The Theatre Projects Manitoba production of [i]The Moonlight Sonata of Beethoven Blatz[/i] has been closed for four days as of this post, but its never too late to discuss something, so lets have at it.
The play is Mennonite author Armin Weibe’s first foray to the stage. He’s been authoring for some time, but this is the first of his stories that wanted to be a play. Alright, works for me.
The story is of a young, childless Mennonite couple (Obram and his wife Susch Kehler) who bring a piano and a Russian musician named Beethoven Blatz into their home. The reasons why they have this piano are a bit thin, apparently it fell off the back of a truck and Obram brought it home. I’m not sure if that has the same connotation in a small Mennonite town as it does where I grew up. If it does, it doesn’t explain anything else in the rest of the play, so I’ll just let the matter be.

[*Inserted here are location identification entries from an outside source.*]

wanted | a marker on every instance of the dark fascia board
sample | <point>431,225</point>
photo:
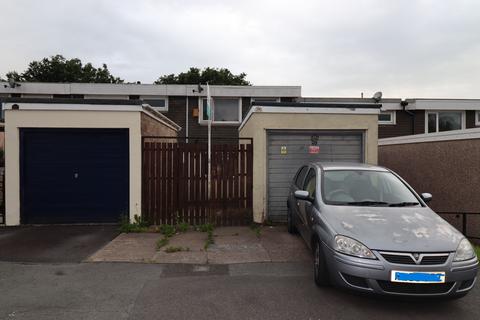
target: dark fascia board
<point>75,101</point>
<point>319,105</point>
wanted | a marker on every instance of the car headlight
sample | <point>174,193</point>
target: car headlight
<point>352,247</point>
<point>464,251</point>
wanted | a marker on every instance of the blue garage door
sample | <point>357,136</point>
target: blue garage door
<point>73,175</point>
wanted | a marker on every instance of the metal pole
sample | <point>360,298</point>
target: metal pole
<point>209,193</point>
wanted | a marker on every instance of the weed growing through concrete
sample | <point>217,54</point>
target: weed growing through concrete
<point>183,226</point>
<point>257,229</point>
<point>162,242</point>
<point>208,228</point>
<point>176,249</point>
<point>167,230</point>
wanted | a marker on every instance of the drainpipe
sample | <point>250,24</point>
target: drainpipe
<point>404,104</point>
<point>186,116</point>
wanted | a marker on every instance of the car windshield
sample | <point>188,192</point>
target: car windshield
<point>365,188</point>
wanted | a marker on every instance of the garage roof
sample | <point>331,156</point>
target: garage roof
<point>300,107</point>
<point>87,105</point>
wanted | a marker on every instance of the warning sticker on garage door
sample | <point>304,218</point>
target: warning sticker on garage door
<point>313,149</point>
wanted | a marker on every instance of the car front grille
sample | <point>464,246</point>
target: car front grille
<point>415,288</point>
<point>355,281</point>
<point>408,258</point>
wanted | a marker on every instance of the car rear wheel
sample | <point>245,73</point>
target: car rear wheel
<point>292,229</point>
<point>320,266</point>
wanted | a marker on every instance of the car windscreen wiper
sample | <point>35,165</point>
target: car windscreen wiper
<point>367,203</point>
<point>403,204</point>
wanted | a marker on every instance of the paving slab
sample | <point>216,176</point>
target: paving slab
<point>231,245</point>
<point>128,247</point>
<point>284,247</point>
<point>53,243</point>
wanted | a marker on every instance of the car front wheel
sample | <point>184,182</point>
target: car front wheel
<point>319,266</point>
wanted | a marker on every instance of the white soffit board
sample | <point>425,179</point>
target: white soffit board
<point>152,89</point>
<point>465,134</point>
<point>433,104</point>
<point>308,110</point>
<point>71,107</point>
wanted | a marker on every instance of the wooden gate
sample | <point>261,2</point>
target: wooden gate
<point>175,183</point>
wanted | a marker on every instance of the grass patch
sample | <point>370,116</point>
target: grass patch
<point>176,249</point>
<point>138,225</point>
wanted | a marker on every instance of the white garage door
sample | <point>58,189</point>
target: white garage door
<point>289,150</point>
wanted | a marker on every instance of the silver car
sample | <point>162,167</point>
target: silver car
<point>370,231</point>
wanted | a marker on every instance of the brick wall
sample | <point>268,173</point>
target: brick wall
<point>152,127</point>
<point>176,112</point>
<point>449,170</point>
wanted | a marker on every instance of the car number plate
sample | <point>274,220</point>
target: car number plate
<point>417,277</point>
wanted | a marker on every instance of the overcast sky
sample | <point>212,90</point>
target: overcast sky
<point>405,48</point>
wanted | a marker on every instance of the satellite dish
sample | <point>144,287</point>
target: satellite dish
<point>377,96</point>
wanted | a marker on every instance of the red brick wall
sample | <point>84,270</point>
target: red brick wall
<point>450,170</point>
<point>152,127</point>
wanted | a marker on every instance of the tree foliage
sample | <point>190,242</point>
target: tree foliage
<point>58,69</point>
<point>213,76</point>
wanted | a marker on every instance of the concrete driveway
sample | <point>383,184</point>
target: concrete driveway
<point>53,244</point>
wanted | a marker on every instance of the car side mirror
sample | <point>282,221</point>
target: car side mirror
<point>427,197</point>
<point>303,195</point>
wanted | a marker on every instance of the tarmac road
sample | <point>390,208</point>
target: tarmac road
<point>239,291</point>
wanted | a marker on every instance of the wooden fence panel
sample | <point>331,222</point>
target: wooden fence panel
<point>175,183</point>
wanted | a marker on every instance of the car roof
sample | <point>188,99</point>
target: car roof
<point>347,166</point>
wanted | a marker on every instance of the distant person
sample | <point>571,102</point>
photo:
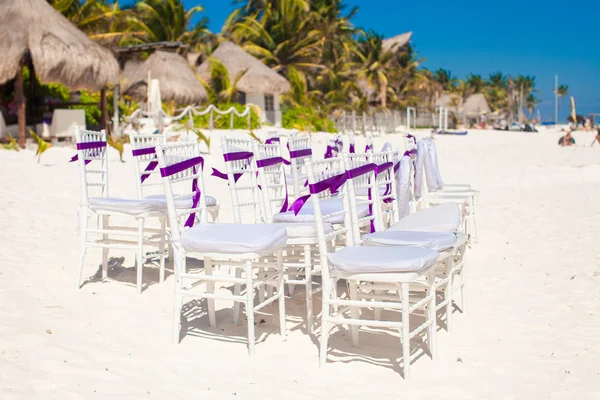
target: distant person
<point>567,140</point>
<point>597,138</point>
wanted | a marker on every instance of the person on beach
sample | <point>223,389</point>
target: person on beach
<point>566,140</point>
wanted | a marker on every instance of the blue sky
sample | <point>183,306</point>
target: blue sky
<point>530,37</point>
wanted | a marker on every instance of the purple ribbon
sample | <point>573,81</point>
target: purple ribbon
<point>182,166</point>
<point>267,162</point>
<point>151,165</point>
<point>87,146</point>
<point>234,156</point>
<point>300,153</point>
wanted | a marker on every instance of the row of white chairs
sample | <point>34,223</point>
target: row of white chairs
<point>353,199</point>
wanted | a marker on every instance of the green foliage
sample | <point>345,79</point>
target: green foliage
<point>42,145</point>
<point>223,121</point>
<point>12,144</point>
<point>306,119</point>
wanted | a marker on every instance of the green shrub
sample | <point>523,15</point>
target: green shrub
<point>306,119</point>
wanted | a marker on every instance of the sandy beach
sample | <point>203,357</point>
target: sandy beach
<point>532,330</point>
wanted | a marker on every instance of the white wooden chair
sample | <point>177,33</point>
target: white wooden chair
<point>361,264</point>
<point>239,246</point>
<point>147,174</point>
<point>93,167</point>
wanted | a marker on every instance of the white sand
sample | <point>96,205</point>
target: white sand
<point>532,330</point>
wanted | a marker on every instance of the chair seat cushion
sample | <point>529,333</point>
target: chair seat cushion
<point>233,238</point>
<point>123,206</point>
<point>370,259</point>
<point>184,202</point>
<point>441,218</point>
<point>297,230</point>
<point>328,206</point>
<point>437,241</point>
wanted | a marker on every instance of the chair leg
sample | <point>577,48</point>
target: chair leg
<point>105,250</point>
<point>432,316</point>
<point>324,325</point>
<point>309,306</point>
<point>177,299</point>
<point>140,254</point>
<point>250,306</point>
<point>281,294</point>
<point>210,286</point>
<point>83,220</point>
<point>405,330</point>
<point>161,248</point>
<point>236,291</point>
<point>354,312</point>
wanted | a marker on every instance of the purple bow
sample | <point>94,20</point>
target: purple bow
<point>267,162</point>
<point>182,166</point>
<point>151,165</point>
<point>234,156</point>
<point>87,146</point>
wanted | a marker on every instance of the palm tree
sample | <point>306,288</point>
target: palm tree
<point>167,20</point>
<point>444,77</point>
<point>220,88</point>
<point>376,65</point>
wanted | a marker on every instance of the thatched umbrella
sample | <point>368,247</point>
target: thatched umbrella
<point>177,80</point>
<point>396,42</point>
<point>475,105</point>
<point>59,51</point>
<point>258,77</point>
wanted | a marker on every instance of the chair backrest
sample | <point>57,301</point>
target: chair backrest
<point>272,180</point>
<point>181,167</point>
<point>93,162</point>
<point>385,178</point>
<point>320,173</point>
<point>241,175</point>
<point>300,151</point>
<point>145,164</point>
<point>362,187</point>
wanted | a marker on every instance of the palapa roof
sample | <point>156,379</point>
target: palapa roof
<point>177,80</point>
<point>258,77</point>
<point>59,50</point>
<point>475,105</point>
<point>397,42</point>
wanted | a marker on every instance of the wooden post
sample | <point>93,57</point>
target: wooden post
<point>104,109</point>
<point>20,105</point>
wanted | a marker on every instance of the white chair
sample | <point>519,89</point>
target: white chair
<point>93,166</point>
<point>361,264</point>
<point>302,237</point>
<point>238,246</point>
<point>147,176</point>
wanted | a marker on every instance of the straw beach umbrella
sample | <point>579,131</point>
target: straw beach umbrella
<point>58,51</point>
<point>177,80</point>
<point>258,77</point>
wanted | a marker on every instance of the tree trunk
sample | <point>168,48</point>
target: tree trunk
<point>20,106</point>
<point>104,109</point>
<point>383,95</point>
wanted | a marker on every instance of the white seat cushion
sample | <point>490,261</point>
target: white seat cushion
<point>370,259</point>
<point>441,218</point>
<point>304,230</point>
<point>328,206</point>
<point>233,238</point>
<point>123,206</point>
<point>185,202</point>
<point>437,241</point>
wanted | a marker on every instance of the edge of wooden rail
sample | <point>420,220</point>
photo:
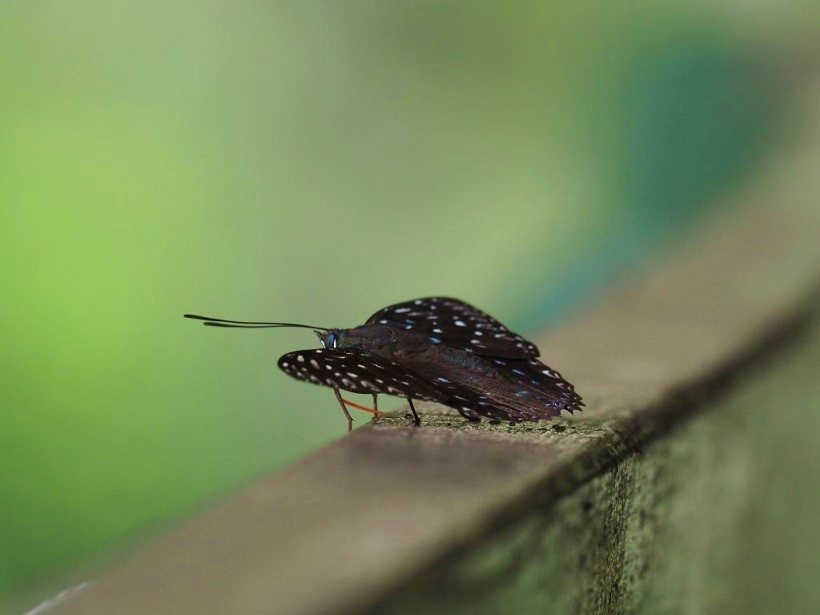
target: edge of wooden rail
<point>347,525</point>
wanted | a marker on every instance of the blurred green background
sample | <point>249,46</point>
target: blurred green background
<point>314,162</point>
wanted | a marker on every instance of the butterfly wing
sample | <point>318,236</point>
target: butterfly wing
<point>457,324</point>
<point>503,389</point>
<point>356,372</point>
<point>516,390</point>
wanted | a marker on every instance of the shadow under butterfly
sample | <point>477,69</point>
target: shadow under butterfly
<point>434,349</point>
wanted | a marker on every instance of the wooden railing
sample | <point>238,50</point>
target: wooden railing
<point>687,486</point>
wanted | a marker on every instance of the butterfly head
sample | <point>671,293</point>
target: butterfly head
<point>332,338</point>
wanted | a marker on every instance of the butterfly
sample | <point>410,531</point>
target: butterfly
<point>435,349</point>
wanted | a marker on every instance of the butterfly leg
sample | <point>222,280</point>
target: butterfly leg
<point>416,418</point>
<point>344,409</point>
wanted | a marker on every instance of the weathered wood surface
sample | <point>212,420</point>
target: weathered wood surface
<point>457,515</point>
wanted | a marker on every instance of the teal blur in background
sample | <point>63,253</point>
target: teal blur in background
<point>314,162</point>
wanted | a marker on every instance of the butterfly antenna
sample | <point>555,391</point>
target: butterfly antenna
<point>248,324</point>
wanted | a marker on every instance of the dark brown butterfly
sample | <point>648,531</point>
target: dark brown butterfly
<point>433,349</point>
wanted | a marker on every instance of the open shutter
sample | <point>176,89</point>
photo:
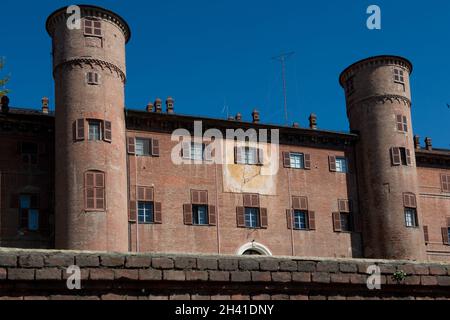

So Blatz moves in with the Kehler’s and the plan is he will teach Susch how to play the piano. I’m not sure why, she never seems to express any explicit desire to learn to play the piano. Or maybe she does, but it doesn’t matter because the instrument needs repair.
Blatz also has that job, which he manages to accomplish at a pace reminicient of continental drift. The Kehlers appear to cut Blatz some slack because he isn’t quite all there, having suffered some degree of trauma during the Russian Revolution. He lives in their little home for months and months playing the opening to the Moonlight Sonata.
At least he does whenever one of the Kehlers isn’t busy banging out Chopsticks, which happens. A lot.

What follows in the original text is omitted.